Объект истерической личности либо неизвестен ей, либо известен ей как неизвестное. Истерическому психоанализу Фрейда известно неизвестное психики — бессознательное — в качестве того, что неизвестно остальным.
1.3.2. Объект, ускользающий от субъекта, трансцендентен, потусторонен личностному существованию. Его можно лишь мыслить. Его место — в воображении. Он есть объект фантазии («Весь мир в одних моих мечтах», — как писал Сологуб[299]).
В своей погруженности в имагинативность истерик оказывается склонным к психологизированию, к объяснению внешнего мира через внутренний. Истерик открывает в плодах своего труда результат психического процесса, думает о культуре как психолог (М. Нордау).
Неразличенность объекта создавала в символистскую эпоху предпосылки для написания текстов, критикующих женщину в качестве естественной цели мужского влечения (таков рассказ Кузмина «Высокое искусство» и его же романы «Крылья» и «Плавающие и путешествующие»). В рассказе Анат. Каменского «Женщина» некий адвокат влюбляется в мужчину (Нежданова), переодевшегося ради шутки в платье его сестры.

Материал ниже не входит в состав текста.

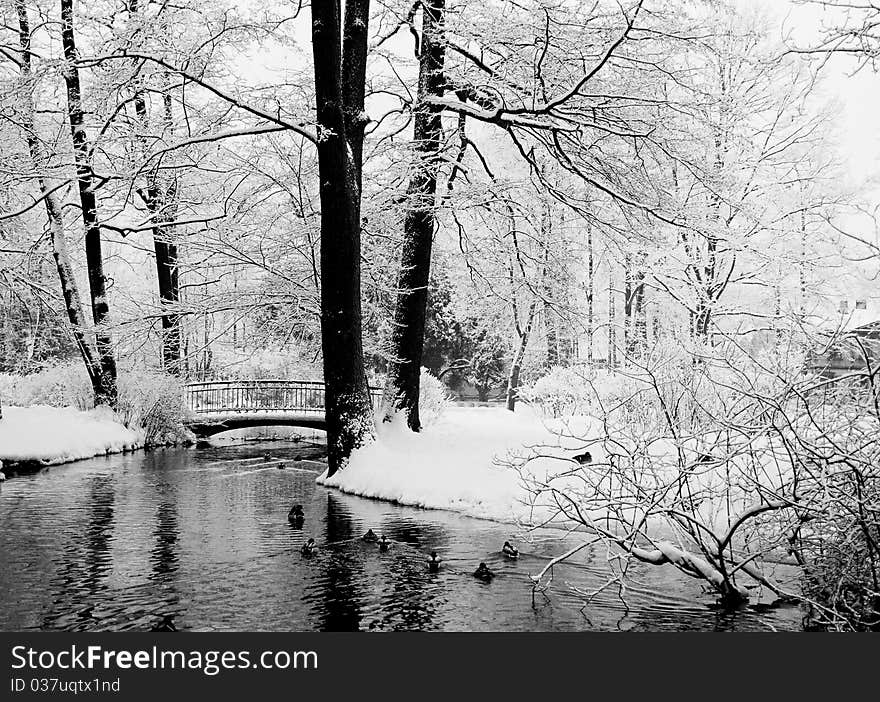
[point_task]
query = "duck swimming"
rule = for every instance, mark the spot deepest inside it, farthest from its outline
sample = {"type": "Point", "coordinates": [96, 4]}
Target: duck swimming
{"type": "Point", "coordinates": [483, 573]}
{"type": "Point", "coordinates": [309, 548]}
{"type": "Point", "coordinates": [295, 516]}
{"type": "Point", "coordinates": [433, 562]}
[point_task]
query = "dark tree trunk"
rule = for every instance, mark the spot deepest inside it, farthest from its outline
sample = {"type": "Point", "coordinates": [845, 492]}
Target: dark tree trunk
{"type": "Point", "coordinates": [348, 407]}
{"type": "Point", "coordinates": [105, 383]}
{"type": "Point", "coordinates": [519, 356]}
{"type": "Point", "coordinates": [161, 199]}
{"type": "Point", "coordinates": [408, 332]}
{"type": "Point", "coordinates": [80, 325]}
{"type": "Point", "coordinates": [590, 293]}
{"type": "Point", "coordinates": [635, 324]}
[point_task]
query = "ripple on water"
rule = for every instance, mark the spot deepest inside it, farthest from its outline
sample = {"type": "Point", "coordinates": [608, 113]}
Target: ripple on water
{"type": "Point", "coordinates": [201, 536]}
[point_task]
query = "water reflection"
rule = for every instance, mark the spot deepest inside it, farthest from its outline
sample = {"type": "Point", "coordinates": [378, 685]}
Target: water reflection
{"type": "Point", "coordinates": [200, 538]}
{"type": "Point", "coordinates": [340, 593]}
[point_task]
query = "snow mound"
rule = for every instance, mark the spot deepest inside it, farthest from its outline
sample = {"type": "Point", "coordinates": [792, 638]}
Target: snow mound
{"type": "Point", "coordinates": [460, 463]}
{"type": "Point", "coordinates": [53, 435]}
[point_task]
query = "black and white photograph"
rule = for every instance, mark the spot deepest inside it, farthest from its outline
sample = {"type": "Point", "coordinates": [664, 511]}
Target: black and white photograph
{"type": "Point", "coordinates": [438, 316]}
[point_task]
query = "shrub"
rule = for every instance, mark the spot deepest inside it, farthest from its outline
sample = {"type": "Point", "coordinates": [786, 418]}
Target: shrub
{"type": "Point", "coordinates": [61, 385]}
{"type": "Point", "coordinates": [154, 402]}
{"type": "Point", "coordinates": [148, 400]}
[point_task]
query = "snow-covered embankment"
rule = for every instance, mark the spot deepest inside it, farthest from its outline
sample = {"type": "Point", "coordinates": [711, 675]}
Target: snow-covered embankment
{"type": "Point", "coordinates": [52, 435]}
{"type": "Point", "coordinates": [461, 463]}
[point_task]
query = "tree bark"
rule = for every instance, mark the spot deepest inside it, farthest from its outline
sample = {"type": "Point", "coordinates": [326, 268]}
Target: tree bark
{"type": "Point", "coordinates": [80, 326]}
{"type": "Point", "coordinates": [347, 400]}
{"type": "Point", "coordinates": [408, 331]}
{"type": "Point", "coordinates": [105, 384]}
{"type": "Point", "coordinates": [516, 365]}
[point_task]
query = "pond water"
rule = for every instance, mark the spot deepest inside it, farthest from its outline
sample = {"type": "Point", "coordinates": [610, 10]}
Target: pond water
{"type": "Point", "coordinates": [201, 536]}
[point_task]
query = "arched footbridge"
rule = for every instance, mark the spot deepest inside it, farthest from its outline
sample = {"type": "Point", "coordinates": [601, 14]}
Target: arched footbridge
{"type": "Point", "coordinates": [221, 405]}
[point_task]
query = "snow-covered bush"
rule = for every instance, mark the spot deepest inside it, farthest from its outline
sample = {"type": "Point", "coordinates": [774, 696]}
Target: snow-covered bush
{"type": "Point", "coordinates": [561, 392]}
{"type": "Point", "coordinates": [434, 398]}
{"type": "Point", "coordinates": [148, 400]}
{"type": "Point", "coordinates": [154, 402]}
{"type": "Point", "coordinates": [61, 385]}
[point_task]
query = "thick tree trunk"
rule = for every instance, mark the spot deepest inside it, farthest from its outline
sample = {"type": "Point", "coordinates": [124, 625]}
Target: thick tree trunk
{"type": "Point", "coordinates": [160, 197]}
{"type": "Point", "coordinates": [347, 399]}
{"type": "Point", "coordinates": [105, 385]}
{"type": "Point", "coordinates": [408, 332]}
{"type": "Point", "coordinates": [80, 326]}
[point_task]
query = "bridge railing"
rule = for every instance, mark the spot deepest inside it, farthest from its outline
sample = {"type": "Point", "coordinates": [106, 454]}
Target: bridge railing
{"type": "Point", "coordinates": [225, 396]}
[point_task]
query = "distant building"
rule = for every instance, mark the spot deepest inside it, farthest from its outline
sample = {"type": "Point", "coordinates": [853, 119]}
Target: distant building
{"type": "Point", "coordinates": [854, 347]}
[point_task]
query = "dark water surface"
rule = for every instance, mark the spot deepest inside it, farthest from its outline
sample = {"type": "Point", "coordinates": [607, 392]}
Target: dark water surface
{"type": "Point", "coordinates": [201, 535]}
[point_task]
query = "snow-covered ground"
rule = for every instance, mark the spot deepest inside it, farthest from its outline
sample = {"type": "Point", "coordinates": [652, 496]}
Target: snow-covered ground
{"type": "Point", "coordinates": [458, 463]}
{"type": "Point", "coordinates": [54, 435]}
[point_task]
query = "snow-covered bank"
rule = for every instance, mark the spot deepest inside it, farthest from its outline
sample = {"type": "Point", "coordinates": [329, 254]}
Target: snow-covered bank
{"type": "Point", "coordinates": [52, 435]}
{"type": "Point", "coordinates": [458, 463]}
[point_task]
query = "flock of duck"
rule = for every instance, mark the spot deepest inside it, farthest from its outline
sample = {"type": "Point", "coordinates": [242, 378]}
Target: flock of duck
{"type": "Point", "coordinates": [296, 517]}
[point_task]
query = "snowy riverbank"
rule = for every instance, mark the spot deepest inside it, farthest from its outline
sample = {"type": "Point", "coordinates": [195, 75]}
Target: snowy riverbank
{"type": "Point", "coordinates": [461, 463]}
{"type": "Point", "coordinates": [52, 435]}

В «Царице поцелуев» Сологуба героиня хочет отдаться сразу всем жителям ее города (= еще один вариант неразличения цели, к которой стремится символистская сексуальность):
— Юноши этого города и других городов и селений, ближних и дальних <т. е. целого мира. — И.С.>, придите все в объятия мои, насладитесь любовью моею, потому что я — царица поцелуев…[300]
Овладеть неким реальным объектом означает для символистов, тут же потерять его. В «Леде» Анат. Каменского героиня сразу после спровоцированного ею полового акта бросает мужчину: «— Вы никогда к нам больше не придете, Володя, — говорила Леда, — я никогда вас не позову…»[301] Заглавный герой скандального в свое время романа Арцыбашева «Санин» лишает невинности девицу, но она тут же навсегда расстается с соблазнителем. В этом же романе находим знаменательное для истерического символизма оправдание права на заблуждение при подходе к объекту: Санин уговаривает Новикова жениться на своей сестре Лиде, беременной от другого, утверждая, что молодой женщине естественно ошибаться, выбирая себе «самца».